M3FM (Lung Cancer Screening)

Rensselaer Polytechnic Institute / Wake Forest University School of Medicine / Massachusetts General Hospital

865M-parameter multimodal foundation model that fuses 3D low-dose chest CT with clinical data to answer 17 lung cancer screening questions.

Released: February 2025

Parameters: 865 Million

M3FM (Medical Multimodal Multitask Foundation Model) is a foundation model for low-dose chest CT lung cancer screening that unifies imaging and clinical information into a single question-answering system. Lung cancer screening generates rich, heterogeneous data — 3D CT volumes alongside demographics, smoking history, prior disease, family history, and laboratory results — yet most deep-learning tools are built for one task and one modality at a time. M3FM reframes the entire screening workflow as a multimodal question-answering problem, so that a single model can answer many clinically distinct questions from any available combination of inputs.

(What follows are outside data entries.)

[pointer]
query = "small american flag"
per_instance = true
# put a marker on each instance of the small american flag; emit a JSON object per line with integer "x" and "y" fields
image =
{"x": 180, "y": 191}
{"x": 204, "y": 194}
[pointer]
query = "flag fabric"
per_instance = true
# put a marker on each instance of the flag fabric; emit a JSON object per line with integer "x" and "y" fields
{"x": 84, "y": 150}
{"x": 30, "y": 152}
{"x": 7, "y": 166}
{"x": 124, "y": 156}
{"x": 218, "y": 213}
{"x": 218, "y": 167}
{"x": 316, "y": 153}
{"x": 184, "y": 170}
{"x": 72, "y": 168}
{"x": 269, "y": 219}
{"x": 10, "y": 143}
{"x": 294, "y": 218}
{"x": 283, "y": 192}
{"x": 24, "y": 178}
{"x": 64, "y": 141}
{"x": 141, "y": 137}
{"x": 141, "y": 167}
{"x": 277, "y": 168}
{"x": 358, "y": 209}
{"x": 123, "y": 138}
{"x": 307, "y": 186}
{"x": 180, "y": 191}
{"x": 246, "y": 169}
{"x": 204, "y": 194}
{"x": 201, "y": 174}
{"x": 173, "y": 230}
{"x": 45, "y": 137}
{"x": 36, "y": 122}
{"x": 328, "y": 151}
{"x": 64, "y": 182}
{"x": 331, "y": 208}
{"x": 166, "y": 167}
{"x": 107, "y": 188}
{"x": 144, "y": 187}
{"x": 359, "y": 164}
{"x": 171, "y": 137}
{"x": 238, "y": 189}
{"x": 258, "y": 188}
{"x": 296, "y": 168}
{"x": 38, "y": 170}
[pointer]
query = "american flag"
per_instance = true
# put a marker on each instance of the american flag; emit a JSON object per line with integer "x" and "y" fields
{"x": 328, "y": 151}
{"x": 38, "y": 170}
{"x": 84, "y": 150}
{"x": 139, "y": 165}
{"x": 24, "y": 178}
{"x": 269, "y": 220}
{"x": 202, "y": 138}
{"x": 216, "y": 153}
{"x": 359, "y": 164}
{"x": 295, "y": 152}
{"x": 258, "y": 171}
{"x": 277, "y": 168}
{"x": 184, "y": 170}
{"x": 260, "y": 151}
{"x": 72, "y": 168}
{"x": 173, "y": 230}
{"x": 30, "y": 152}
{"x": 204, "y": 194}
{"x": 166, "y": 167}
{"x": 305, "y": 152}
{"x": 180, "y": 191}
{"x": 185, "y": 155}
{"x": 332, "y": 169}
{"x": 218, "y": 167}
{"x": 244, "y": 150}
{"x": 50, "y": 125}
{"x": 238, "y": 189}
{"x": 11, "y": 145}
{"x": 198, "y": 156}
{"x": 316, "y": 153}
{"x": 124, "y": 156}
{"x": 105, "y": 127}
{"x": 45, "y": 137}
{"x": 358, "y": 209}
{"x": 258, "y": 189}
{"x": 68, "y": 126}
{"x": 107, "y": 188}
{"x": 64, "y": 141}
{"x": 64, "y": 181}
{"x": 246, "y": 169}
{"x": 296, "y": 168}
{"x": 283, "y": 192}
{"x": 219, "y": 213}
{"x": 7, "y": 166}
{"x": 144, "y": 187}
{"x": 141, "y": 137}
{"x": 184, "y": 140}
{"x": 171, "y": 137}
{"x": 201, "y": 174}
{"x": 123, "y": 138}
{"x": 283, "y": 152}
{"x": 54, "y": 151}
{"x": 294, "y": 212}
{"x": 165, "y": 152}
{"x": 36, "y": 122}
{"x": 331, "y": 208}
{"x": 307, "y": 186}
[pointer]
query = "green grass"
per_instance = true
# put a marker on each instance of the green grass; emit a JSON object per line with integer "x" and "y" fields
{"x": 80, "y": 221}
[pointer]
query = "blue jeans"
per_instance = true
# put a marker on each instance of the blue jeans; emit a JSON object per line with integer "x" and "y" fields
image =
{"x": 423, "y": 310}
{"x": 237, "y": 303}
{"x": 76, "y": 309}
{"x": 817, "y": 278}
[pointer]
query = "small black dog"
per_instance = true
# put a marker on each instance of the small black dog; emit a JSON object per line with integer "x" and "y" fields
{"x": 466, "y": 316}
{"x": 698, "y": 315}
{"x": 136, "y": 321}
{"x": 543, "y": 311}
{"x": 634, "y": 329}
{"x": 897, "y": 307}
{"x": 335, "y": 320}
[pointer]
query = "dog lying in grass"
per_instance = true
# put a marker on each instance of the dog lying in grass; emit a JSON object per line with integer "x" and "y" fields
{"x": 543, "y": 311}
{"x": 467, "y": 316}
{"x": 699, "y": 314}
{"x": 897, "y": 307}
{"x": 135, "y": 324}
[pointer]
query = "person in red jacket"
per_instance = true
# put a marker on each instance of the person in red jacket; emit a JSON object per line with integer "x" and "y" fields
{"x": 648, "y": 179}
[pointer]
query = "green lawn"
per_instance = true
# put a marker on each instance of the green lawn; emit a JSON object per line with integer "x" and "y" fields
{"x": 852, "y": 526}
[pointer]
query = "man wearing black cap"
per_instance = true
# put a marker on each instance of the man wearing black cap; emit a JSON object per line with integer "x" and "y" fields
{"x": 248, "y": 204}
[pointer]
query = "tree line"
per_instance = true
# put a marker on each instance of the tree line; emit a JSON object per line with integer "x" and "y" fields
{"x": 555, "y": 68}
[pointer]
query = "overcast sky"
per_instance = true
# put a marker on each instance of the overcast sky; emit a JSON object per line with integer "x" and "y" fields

The model was developed by Chuang Niu, Qing Lyu, Ge Wang and colleagues at Rensselaer Polytechnic Institute, with clinical collaborators at Wake Forest University School of Medicine and Massachusetts General Hospital / Harvard Medical School, and published in Nature Communications in February 2025. It was pretrained on a large multimodal corpus — 49 clinical data types, more than 163,000 chest CT series, and 17 screening-related tasks — drawn from the National Lung Screening Trial (NLST) and MIDRC, then validated on independent cohorts.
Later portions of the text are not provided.